Re: [RFC PATCH] mm, oom: disable dump_tasks by default

From: Tetsuo Handa
Date: Thu Sep 05 2019 - 09:40:14 EST


On 2019/09/05 5:04, David Rientjes wrote:
> On Wed, 4 Sep 2019, Michal Hocko wrote:
>
>>>> It's primary purpose is
>>>> to help analyse oom victim selection decision.
>>>
>>> I disagree, for I use the process list for understanding what / how many
>>> processes are consuming what kind of memory (without crashing the system)
>>> for anomaly detection purpose. Although we can't dump memory consumed by
>>> e.g. file descriptors, disabling dump_tasks() loose that clue, and is
>>> problematic for me.
>>
>> Does anything really prevent you from enabling this by sysctl though? Or
>> do you claim that this is a general usage pattern and therefore the
>> default change is not acceptable or do you want a changelog to be
>> updated?
>>
>
> I think the motivation is that users don't want to need to reproduce an
> oom kill to figure out why: they want to be able to figure out which
> process had higher than normal memory usage.

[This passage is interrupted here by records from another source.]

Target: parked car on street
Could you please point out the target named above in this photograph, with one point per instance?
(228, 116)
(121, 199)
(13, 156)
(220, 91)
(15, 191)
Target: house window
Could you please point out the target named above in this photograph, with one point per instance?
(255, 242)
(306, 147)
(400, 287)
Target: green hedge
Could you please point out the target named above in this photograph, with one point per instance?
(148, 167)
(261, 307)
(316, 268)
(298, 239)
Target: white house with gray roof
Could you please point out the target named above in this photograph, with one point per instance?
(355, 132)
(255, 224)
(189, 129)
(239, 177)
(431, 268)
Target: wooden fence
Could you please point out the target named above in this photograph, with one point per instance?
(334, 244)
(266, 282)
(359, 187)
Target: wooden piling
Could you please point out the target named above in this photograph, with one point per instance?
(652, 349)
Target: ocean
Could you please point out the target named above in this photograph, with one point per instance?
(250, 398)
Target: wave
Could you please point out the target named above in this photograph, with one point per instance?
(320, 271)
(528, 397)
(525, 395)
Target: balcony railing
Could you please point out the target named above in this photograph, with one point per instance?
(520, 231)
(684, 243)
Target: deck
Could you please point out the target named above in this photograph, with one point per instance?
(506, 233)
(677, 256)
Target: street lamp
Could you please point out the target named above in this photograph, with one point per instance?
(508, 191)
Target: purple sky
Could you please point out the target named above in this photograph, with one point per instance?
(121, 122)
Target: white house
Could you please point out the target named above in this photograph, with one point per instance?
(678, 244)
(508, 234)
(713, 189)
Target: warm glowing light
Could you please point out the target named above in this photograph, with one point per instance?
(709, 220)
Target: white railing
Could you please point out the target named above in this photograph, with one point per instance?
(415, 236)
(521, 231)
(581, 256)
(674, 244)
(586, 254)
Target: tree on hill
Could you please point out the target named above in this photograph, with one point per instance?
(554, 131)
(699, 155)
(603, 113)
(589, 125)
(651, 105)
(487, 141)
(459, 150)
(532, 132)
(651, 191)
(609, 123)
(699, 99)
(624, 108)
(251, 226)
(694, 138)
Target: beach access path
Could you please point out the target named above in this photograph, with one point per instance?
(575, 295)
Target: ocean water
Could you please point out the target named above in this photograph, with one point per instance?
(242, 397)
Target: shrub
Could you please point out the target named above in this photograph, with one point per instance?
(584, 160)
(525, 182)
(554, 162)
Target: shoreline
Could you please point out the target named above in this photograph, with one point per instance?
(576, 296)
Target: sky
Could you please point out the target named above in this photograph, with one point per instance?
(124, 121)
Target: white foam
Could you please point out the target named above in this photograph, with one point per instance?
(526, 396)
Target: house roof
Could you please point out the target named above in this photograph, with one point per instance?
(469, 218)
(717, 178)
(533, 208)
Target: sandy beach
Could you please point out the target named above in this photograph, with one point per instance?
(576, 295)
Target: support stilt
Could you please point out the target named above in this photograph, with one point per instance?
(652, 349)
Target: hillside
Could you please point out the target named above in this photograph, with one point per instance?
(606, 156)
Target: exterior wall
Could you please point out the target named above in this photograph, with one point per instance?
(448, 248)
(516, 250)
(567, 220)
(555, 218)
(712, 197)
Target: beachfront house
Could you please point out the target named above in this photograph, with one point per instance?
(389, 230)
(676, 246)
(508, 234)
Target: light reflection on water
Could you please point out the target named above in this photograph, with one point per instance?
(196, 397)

Right. Users can't reproduce an OOM kill to figure out why. Those who do
failure analysis for users (e.g. technical staff at support center) need to
figure out system's state when an OOM kill happened. And installing dynamic
hooks like SystemTap / eBPF is hardly acceptable for users.

What I don't like is that Michal refuses to solve OOM stalling problem,
does not try to understand how difficult to avoid problems caused by
thoughtless printk(), and instead recommending to disable oom_dump_tasks.

There is nothing that prevents users from enabling oom_dump_tasks by sysctl.
But that requires a solution for OOM stalling problem. Since I know how
difficult to avoid problems caused by printk() flooding, I insist that
we need "mm,oom: Defer dump_tasks() output." patch.